For me, the transition time between late afternoon and early evening is a time for prayer. The same is true for the time of overlap between late fall and early winter. The year’s dusk is a sacred time for me. The coming darkness brings with it a sense of quiet that draws me inward.
The week before Thanksgiving we had an early snowfall, which turned to drizzle as the temperature rose. I considered whether to get out my cross-country skis and head to my favorite hiking trails in Hollis, New Hampshire. A part of me kept asking: is it fall, or is it winter? The leaves weren’t all down, yet the winter drizzle penetrated my bones. I postponed. The following afternoon I went out to the woods, and followed in the tracks of others.
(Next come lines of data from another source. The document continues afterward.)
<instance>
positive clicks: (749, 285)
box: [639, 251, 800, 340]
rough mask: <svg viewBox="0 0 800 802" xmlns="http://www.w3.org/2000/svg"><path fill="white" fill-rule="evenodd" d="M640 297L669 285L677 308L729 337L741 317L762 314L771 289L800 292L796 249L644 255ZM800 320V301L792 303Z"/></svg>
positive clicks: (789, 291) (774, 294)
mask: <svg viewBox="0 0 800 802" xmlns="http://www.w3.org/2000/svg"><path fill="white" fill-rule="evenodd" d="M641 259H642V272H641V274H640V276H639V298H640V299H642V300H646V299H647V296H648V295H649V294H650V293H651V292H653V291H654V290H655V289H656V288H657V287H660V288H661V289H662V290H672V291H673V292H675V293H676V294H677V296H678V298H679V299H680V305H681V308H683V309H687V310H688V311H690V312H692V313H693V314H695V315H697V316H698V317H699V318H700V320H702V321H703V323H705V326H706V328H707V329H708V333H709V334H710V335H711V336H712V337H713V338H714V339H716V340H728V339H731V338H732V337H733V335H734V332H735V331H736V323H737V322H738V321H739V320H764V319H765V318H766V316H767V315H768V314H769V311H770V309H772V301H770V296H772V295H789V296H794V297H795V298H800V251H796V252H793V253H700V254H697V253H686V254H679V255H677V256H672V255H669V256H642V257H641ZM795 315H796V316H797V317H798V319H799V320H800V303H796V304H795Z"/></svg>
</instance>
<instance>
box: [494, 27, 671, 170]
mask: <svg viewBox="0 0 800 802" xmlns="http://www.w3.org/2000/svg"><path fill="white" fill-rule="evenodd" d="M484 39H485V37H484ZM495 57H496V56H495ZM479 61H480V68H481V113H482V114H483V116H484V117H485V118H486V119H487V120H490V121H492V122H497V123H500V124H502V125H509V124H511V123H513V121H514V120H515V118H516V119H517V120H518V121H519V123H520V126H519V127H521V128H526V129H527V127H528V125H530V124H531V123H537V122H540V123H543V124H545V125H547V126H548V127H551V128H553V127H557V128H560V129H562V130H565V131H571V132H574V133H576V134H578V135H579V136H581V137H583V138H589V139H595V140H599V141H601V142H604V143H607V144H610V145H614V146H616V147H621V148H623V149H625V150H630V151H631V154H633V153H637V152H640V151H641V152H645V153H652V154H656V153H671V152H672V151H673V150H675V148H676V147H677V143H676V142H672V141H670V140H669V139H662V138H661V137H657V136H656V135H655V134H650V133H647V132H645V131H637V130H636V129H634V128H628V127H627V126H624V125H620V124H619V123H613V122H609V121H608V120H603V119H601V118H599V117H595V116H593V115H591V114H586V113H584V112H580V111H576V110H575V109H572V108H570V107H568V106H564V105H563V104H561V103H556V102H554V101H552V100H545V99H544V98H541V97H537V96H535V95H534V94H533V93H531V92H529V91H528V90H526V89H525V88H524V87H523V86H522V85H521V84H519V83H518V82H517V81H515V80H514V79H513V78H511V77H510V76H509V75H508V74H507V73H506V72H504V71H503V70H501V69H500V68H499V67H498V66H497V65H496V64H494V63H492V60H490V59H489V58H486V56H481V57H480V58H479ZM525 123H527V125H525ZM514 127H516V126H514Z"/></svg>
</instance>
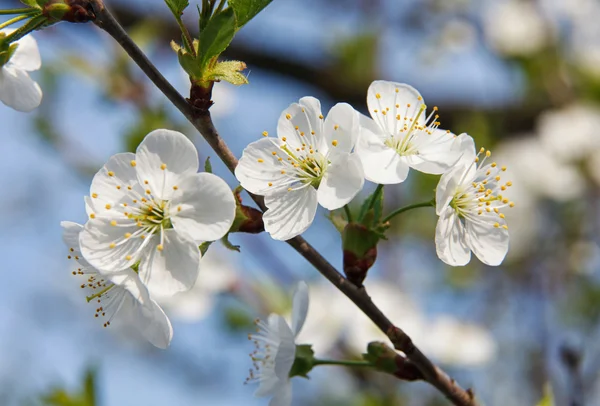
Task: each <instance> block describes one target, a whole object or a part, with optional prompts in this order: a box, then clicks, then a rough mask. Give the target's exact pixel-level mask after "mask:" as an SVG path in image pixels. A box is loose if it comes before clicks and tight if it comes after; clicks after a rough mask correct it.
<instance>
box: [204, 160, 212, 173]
mask: <svg viewBox="0 0 600 406" xmlns="http://www.w3.org/2000/svg"><path fill="white" fill-rule="evenodd" d="M204 172H208V173H212V164H211V163H210V157H206V161H204Z"/></svg>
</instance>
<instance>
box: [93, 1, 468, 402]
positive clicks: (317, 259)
mask: <svg viewBox="0 0 600 406" xmlns="http://www.w3.org/2000/svg"><path fill="white" fill-rule="evenodd" d="M90 3H91V4H92V5H93V7H94V11H95V14H96V20H95V24H96V25H97V26H98V27H100V28H101V29H103V30H104V31H106V32H107V33H108V34H109V35H110V36H111V37H113V38H114V39H115V40H116V41H117V42H118V43H119V44H120V45H121V46H122V47H123V49H124V50H125V52H127V54H128V55H129V56H130V57H131V58H132V59H133V60H134V62H135V63H136V64H137V65H138V66H139V67H140V68H141V69H142V71H143V72H144V73H145V74H146V75H147V76H148V78H149V79H150V80H151V81H152V82H153V83H154V84H155V85H156V86H157V87H158V88H159V89H160V90H161V91H162V93H163V94H164V95H165V96H166V97H167V98H168V99H169V100H170V101H171V102H172V103H173V105H175V107H177V109H178V110H179V111H180V112H181V113H182V114H183V115H184V116H185V117H186V118H187V119H188V120H189V121H190V123H191V124H192V125H193V126H194V127H195V128H196V129H197V130H198V131H199V132H200V134H201V135H202V136H203V137H204V138H205V139H206V141H207V142H208V144H209V145H210V146H211V147H212V148H213V149H214V151H215V152H216V153H217V155H218V156H219V158H221V160H222V161H223V162H224V163H225V165H227V168H228V169H229V170H230V171H231V172H234V170H235V167H236V166H237V163H238V161H237V158H236V157H235V156H234V155H233V153H232V152H231V150H230V149H229V148H228V146H227V144H226V143H225V141H224V140H223V139H222V138H221V137H220V136H219V133H218V132H217V130H216V128H215V127H214V125H213V122H212V119H211V117H210V113H209V112H208V111H206V112H205V113H204V114H198V111H197V110H194V109H193V108H192V107H191V106H190V105H189V104H188V102H187V101H186V99H185V98H184V97H183V96H181V95H180V94H179V93H178V92H177V90H175V88H174V87H173V86H172V85H171V84H170V83H169V82H168V81H167V80H166V79H165V78H164V77H163V76H162V74H161V73H160V72H159V71H158V70H157V69H156V67H155V66H154V65H153V64H152V62H150V61H149V60H148V58H147V57H146V55H144V53H143V52H142V51H141V50H140V49H139V48H138V47H137V45H136V44H135V43H134V42H133V41H132V40H131V38H130V37H129V36H128V35H127V33H126V32H125V30H124V29H123V28H122V27H121V26H120V24H119V23H118V22H117V20H116V19H115V18H114V17H113V16H112V14H111V13H110V12H109V11H108V9H106V7H104V5H103V3H102V1H101V0H90ZM251 197H252V198H253V199H254V201H255V202H256V204H257V205H258V206H259V207H260V208H261V209H262V210H263V211H264V210H265V209H266V207H265V205H264V201H263V199H262V197H260V196H255V195H251ZM287 243H288V244H290V245H291V246H292V247H293V248H294V249H295V250H296V251H297V252H298V253H300V254H301V255H302V256H303V257H304V258H305V259H306V260H307V261H308V262H310V263H311V264H312V265H313V266H314V267H315V268H316V269H317V270H318V271H319V272H320V273H321V274H322V275H323V276H324V277H325V278H327V279H328V280H329V281H330V282H331V283H332V284H334V285H335V286H336V287H337V288H338V289H339V290H340V291H341V292H343V293H344V294H345V295H346V296H347V297H348V298H349V299H350V300H352V302H354V303H355V304H356V306H357V307H358V308H359V309H361V311H362V312H363V313H365V315H367V316H368V317H369V318H370V319H371V320H372V321H373V323H375V324H376V325H377V327H379V329H380V330H381V331H383V332H384V333H386V334H387V335H388V337H389V338H390V340H391V341H392V343H393V344H394V347H395V348H396V349H397V350H399V351H402V352H404V353H405V354H406V356H407V358H408V359H409V360H410V361H411V362H412V363H413V364H414V365H415V366H416V367H417V368H418V369H419V371H420V372H421V374H422V375H423V377H424V378H425V380H426V381H427V382H429V383H430V384H431V385H433V386H434V387H436V388H437V389H438V390H439V391H440V392H442V393H443V394H444V395H445V396H446V397H447V398H448V399H449V400H450V401H452V402H453V403H454V404H455V405H460V406H476V405H477V402H476V400H475V399H474V396H473V394H472V392H471V391H470V390H467V391H465V390H463V389H462V388H461V387H460V386H459V385H457V384H456V382H455V381H454V380H452V379H450V378H449V377H448V376H447V375H446V374H445V373H444V372H443V371H442V370H441V369H440V368H438V367H436V366H435V365H433V363H432V362H431V361H430V360H429V359H428V358H427V357H426V356H425V355H424V354H423V353H422V352H421V351H419V349H418V348H417V347H416V346H415V345H414V344H413V343H412V340H411V339H410V337H409V336H408V335H406V333H404V331H402V330H401V329H400V328H399V327H396V326H395V325H394V324H393V323H392V322H391V321H390V320H389V319H388V318H387V317H386V316H385V315H384V314H383V313H382V312H381V310H379V308H378V307H377V306H376V305H375V304H374V303H373V301H372V300H371V298H370V297H369V295H368V294H367V292H366V290H365V289H364V288H358V287H356V286H355V285H353V284H351V283H350V282H348V280H347V279H346V278H344V277H343V276H342V275H341V274H340V273H339V272H338V271H337V270H336V269H335V268H334V267H333V266H332V265H331V264H330V263H329V262H328V261H327V260H326V259H325V258H323V256H322V255H321V254H320V253H319V252H318V251H317V250H315V249H314V248H313V247H312V246H311V245H310V244H309V243H308V242H307V241H306V240H305V239H304V238H302V237H295V238H292V239H291V240H288V241H287Z"/></svg>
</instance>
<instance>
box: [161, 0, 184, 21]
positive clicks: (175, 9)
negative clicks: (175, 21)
mask: <svg viewBox="0 0 600 406" xmlns="http://www.w3.org/2000/svg"><path fill="white" fill-rule="evenodd" d="M165 3H167V7H169V9H170V10H171V12H172V13H173V15H174V16H175V18H177V19H179V18H180V17H181V15H182V14H183V10H185V9H186V8H187V7H188V6H189V5H190V2H189V1H188V0H165Z"/></svg>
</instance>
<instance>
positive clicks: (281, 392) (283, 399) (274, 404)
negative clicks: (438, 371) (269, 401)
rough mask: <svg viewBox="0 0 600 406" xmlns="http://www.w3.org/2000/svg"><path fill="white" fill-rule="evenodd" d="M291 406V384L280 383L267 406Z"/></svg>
mask: <svg viewBox="0 0 600 406" xmlns="http://www.w3.org/2000/svg"><path fill="white" fill-rule="evenodd" d="M291 404H292V383H291V382H290V381H289V379H288V380H286V381H284V382H281V386H280V387H279V388H278V389H277V392H275V396H273V399H271V401H270V402H269V406H290V405H291Z"/></svg>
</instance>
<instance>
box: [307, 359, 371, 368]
mask: <svg viewBox="0 0 600 406" xmlns="http://www.w3.org/2000/svg"><path fill="white" fill-rule="evenodd" d="M313 365H314V366H317V365H339V366H344V367H373V366H374V365H373V364H371V363H370V362H368V361H343V360H339V361H338V360H332V359H316V360H315V361H314V364H313Z"/></svg>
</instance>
As night fell, I stopped and wrote this.

Hollis, New Hampshire, Late-November
Ask questions like these, and you begin to let go,
Walking at dusk.
The low sun peeks out from the clouds,
one last time.
Rays of sun draw my attention away from my thoughts
to the moist ground beneath my feet.
Deer hoof prints mingle with foot prints
sinking down to reveal the water beneath the snow.
I taste the cool damp of the forest through my fingers,
the exposed skin of my neck.
A brave skier came through here yesterday when I was inside shivering,
traced a path for me to follow, circumventing puddles.
Some places the leaves are so thick,
snow is the exception.

What was the wind that blew these oak leaves down?
Rain-laden wind, midnight gale – who was here, watching?